Source: Trustlaw // Katy Migiro
MAPUTO (TrustLaw) – The world’s leading hospital in horrific childbirth injuries, known as fistula, is rolling out an ambitious midwife training programme aimed at cutting maternal mortality and preventing fistula.
The Hamlin Fistula Hospital in the Ethiopian capital Addis Ababa plans to deploy midwives to 25 locations in the country, which has one of the world’s worst maternal mortality rates.
Just four percent of women in Ethiopia give birth with the assistance of a skilled attendant.
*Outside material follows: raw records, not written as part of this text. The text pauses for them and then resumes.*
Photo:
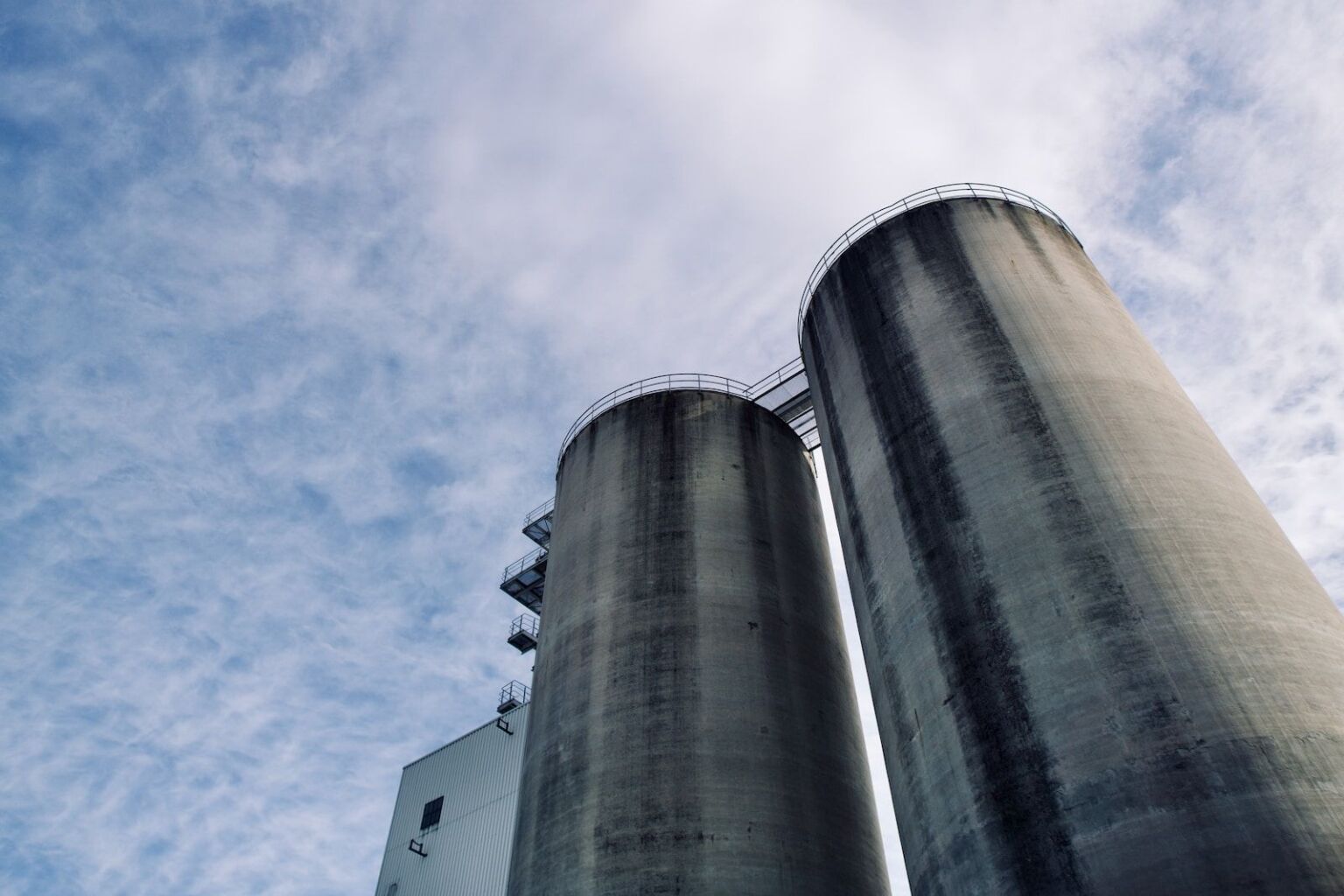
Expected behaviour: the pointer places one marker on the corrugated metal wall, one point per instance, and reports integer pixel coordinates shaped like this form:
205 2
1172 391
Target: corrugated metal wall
468 850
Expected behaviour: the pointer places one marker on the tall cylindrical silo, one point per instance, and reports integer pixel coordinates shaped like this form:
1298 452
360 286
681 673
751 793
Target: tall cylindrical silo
1098 664
694 725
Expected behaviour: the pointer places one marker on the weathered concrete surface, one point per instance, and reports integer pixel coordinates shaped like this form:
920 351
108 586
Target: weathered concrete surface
694 724
1098 664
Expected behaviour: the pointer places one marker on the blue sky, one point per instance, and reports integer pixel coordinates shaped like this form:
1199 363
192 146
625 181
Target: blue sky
298 300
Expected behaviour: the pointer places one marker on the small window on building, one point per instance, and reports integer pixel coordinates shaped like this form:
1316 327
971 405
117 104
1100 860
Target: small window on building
433 808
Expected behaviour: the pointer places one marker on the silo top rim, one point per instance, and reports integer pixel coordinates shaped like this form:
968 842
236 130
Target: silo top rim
900 207
648 386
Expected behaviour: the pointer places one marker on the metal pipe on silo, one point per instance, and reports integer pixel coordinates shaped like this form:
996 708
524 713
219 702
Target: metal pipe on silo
694 724
1098 664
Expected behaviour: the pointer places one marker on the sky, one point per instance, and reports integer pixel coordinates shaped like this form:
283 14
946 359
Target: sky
298 298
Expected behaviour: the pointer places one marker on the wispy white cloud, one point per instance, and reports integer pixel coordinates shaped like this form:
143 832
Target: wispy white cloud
298 301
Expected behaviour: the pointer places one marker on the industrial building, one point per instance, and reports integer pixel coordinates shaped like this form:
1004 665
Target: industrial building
453 823
1098 665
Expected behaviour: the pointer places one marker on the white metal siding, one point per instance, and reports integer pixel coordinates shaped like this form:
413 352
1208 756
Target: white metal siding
469 850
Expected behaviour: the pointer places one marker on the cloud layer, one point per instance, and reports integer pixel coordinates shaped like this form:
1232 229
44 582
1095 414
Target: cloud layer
298 298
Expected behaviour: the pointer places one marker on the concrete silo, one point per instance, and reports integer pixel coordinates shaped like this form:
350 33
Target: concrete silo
694 725
1098 664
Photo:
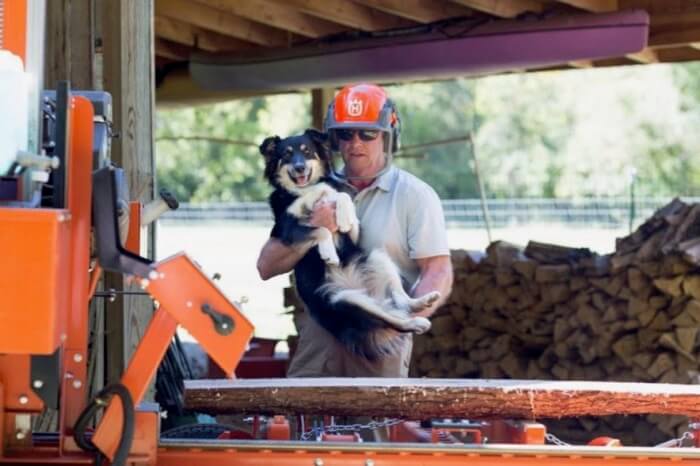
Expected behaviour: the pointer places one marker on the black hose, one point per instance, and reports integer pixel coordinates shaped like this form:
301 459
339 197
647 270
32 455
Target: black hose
127 434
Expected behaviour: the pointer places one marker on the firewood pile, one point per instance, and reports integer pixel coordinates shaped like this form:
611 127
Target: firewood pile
550 312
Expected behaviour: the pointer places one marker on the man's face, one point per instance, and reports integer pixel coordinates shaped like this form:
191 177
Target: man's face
362 150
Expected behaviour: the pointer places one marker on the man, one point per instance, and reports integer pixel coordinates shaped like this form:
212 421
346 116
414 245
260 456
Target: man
397 212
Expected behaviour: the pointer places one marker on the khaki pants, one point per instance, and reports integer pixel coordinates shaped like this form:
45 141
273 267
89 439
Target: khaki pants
319 354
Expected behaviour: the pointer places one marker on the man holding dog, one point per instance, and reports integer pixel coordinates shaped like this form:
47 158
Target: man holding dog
397 212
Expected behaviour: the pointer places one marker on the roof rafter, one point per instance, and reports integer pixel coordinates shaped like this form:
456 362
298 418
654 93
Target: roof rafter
215 20
186 34
503 8
596 6
421 11
167 49
348 14
278 16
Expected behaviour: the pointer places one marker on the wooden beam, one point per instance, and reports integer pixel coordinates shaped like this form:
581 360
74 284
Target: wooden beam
503 9
166 49
582 64
320 99
215 20
645 56
420 11
186 34
596 6
70 39
440 398
277 15
129 76
348 14
671 39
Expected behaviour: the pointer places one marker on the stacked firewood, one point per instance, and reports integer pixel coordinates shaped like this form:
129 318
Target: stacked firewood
552 312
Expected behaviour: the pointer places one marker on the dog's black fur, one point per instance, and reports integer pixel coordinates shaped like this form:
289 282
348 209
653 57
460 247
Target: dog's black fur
369 325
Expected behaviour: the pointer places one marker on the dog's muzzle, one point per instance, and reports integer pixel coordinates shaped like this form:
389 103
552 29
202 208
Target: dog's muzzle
300 177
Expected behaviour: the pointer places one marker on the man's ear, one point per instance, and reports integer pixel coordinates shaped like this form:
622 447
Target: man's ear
269 146
321 140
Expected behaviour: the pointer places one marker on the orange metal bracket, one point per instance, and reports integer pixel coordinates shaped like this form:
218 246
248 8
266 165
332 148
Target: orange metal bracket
73 387
183 291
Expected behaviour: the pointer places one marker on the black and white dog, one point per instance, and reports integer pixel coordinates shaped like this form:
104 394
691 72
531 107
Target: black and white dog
357 296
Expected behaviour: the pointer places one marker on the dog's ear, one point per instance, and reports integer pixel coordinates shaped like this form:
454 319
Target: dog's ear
269 146
321 140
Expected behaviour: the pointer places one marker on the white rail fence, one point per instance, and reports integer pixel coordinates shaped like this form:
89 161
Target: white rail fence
467 213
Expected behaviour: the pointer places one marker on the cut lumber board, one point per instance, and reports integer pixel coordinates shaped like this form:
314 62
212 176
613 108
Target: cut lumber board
436 398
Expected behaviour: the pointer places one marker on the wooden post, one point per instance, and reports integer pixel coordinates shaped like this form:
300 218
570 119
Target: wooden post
128 73
320 98
70 43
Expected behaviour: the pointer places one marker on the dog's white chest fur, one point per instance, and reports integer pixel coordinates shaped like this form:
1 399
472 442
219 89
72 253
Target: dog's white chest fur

This is a major factor behind the high mortality rate – 673 in 100,000 women die in childbirth.
An additional 100,000 develop fistula every year, a devastating injury where women start leaking urine and/ or faeces uncontrollably. When women labour for many hours without getting a Caesarean section, the tissues die to pressure from the baby’s head, creating a hole, called a fistula.
In the last 10 months, the Hamlin has deployed the first graduate midwives, in pairs, from its new training centre to five health centres around the country.
Initial results are impressive, with 522 deliveries and 144 hospital referrals for Caesareans recorded since the deployment started.
The most successful health centre achieved 16 deliveries a month, up from an average of three. The target is to get each centre to carry out 25 deliveries a month.
Mark Bennett, Hamlin’s Chief Executive Officer, believes the model is a success because the government is already imitating it by deploying midwives in pairs, rather than alone, increasing supervisory support and seeking donor funds to buy 800 ambulances for health centres.